Bruce Halliday

Personal information
- Full name: Bruce Halliday
- Date of birth: 2 January 1961
- Place of birth: Sunderland, England
- Height: 5 ft 10 in (1.78 m)
- Position(s): Centre half

Youth career
- Newcastle United

Senior career*
- Years: Team / Apps / (Gls)
- 1979–1982: Newcastle United / 32 / (1)
- 1982: → Darlington (loan) / 7 / (0)
- 1982–1983: Bury / 29 / (0)
- 1983–1985: Bristol City / 53 / (0)
- 1985–1987: Hereford United / 62 / (6)
- 1987–1989: Bath City / 31 / (0)
- 1989–1990: APIA Leichhardt / 39 / (0)
- 199?–1993: Gateshead / 81 / (2)
- 199?–199?: Dunston Federation Brewery /  / (5)

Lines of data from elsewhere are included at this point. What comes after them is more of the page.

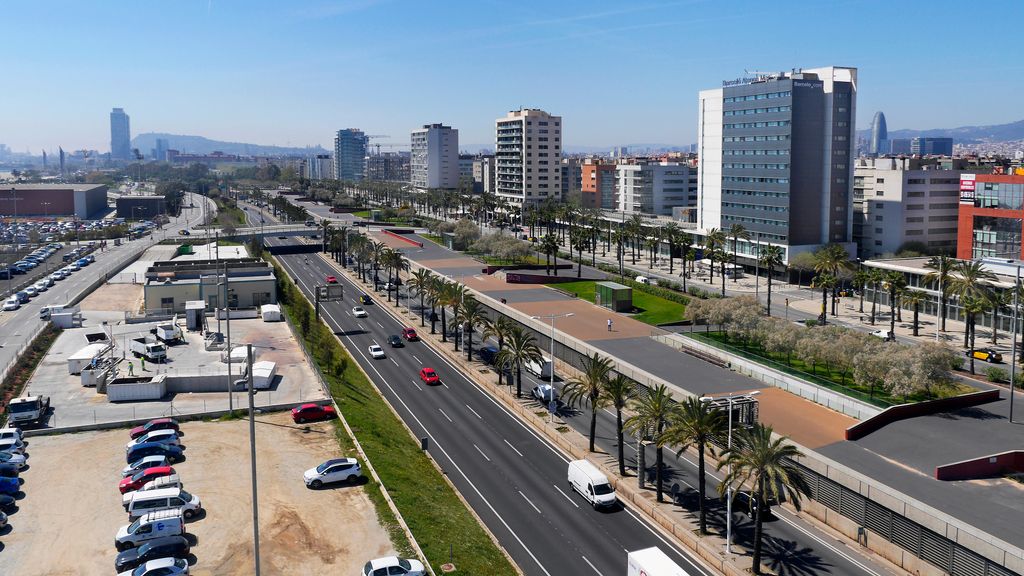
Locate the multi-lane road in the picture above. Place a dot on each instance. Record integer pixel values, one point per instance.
(513, 479)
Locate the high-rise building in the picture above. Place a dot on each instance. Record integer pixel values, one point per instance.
(120, 135)
(901, 200)
(932, 147)
(350, 155)
(880, 135)
(776, 157)
(654, 188)
(528, 147)
(434, 160)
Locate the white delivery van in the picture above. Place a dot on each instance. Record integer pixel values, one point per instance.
(592, 484)
(165, 499)
(148, 527)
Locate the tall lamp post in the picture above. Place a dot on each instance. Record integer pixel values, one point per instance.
(728, 499)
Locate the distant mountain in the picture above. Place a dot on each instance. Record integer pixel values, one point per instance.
(200, 145)
(964, 134)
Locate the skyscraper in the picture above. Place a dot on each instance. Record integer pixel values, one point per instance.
(434, 161)
(880, 135)
(528, 148)
(775, 157)
(350, 155)
(120, 135)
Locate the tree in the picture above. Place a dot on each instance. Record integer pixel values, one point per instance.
(941, 268)
(589, 387)
(696, 423)
(771, 257)
(620, 391)
(651, 412)
(520, 347)
(768, 465)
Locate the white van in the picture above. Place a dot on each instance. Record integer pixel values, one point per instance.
(591, 484)
(151, 526)
(164, 499)
(161, 483)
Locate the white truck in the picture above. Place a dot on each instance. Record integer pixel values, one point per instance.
(151, 350)
(651, 562)
(29, 409)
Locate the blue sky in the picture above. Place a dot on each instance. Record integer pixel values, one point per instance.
(291, 73)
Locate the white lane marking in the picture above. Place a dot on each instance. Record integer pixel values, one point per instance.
(528, 502)
(513, 449)
(481, 452)
(571, 501)
(592, 567)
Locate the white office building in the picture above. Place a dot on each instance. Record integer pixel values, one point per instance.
(528, 149)
(434, 161)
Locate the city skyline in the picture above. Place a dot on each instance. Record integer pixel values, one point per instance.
(255, 72)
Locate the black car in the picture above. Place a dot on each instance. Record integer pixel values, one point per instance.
(168, 546)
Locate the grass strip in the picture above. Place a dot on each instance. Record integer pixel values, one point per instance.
(429, 505)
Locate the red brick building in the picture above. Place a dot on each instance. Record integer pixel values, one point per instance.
(990, 221)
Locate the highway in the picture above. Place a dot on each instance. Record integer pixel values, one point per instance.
(514, 480)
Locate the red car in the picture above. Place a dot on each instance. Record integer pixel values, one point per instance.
(308, 412)
(429, 376)
(136, 481)
(157, 424)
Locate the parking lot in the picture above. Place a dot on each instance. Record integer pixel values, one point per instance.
(66, 523)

= Bruce Halliday (footballer) =

English footballer

Bruce Halliday (born 3 January 1961) is an English former footballer who made 183 appearances in the Football League playing as a centre half for Newcastle United, Darlington, Bury, Bristol City and Hereford United. He also played in Australia and in English non-league football before becoming a football agent.

==Life and career==
Halliday was born in Sunderland. He began his football career with Newcastle United when he left school, and made his first-team debut on 25 October 1980 in a 6–0 defeat away to Chelsea in the Second Division. His first and what proved to be only goal for Newcastle was the only goal of the home match against Chelsea that same season. He was a first-team regular in the second half of the 1980–81 season and the first half of the next, but made only two appearances thereafter, both in May 1982. He spent time on loan at Fourth Division clubs Darlington and Bury, and joined the latter on a permanent basis in December 1982. He moved on again, to Bristol City, ahead of the 1983–84 season, and contributed to their winning the Fourth Division title. In 1985, he joined another Fourth Division club, Hereford United, making 83 appearances in all competitions over two seasons.

He then moved into non-league football, signing on a free transfer for Bath City of the Football Conference. The team were relegated to the Southern League Premier Division at the end of the 1987–88 season, but Halliday's performances, playing in midfield rather than his customary central defensive position, earned him the captaincy for his second season. He made 69 appearances in all competitions, scoring once, before leaving in mid-season for Australia.

Halliday played two National Soccer League campaigns for APIA Leichhardt, making 39 appearances without scoring, and captained the team. He then returned to English non-league football with Gateshead of the Conference and Dunston Federation Brewery of the Northern League. His five goals for Dunston included a hat-trick in a 7–0 win against Peterlee.

He was briefly assistant manager to Peter Harrison at Blyth Spartans, before becoming a football agent. He also worked in the financial services industry.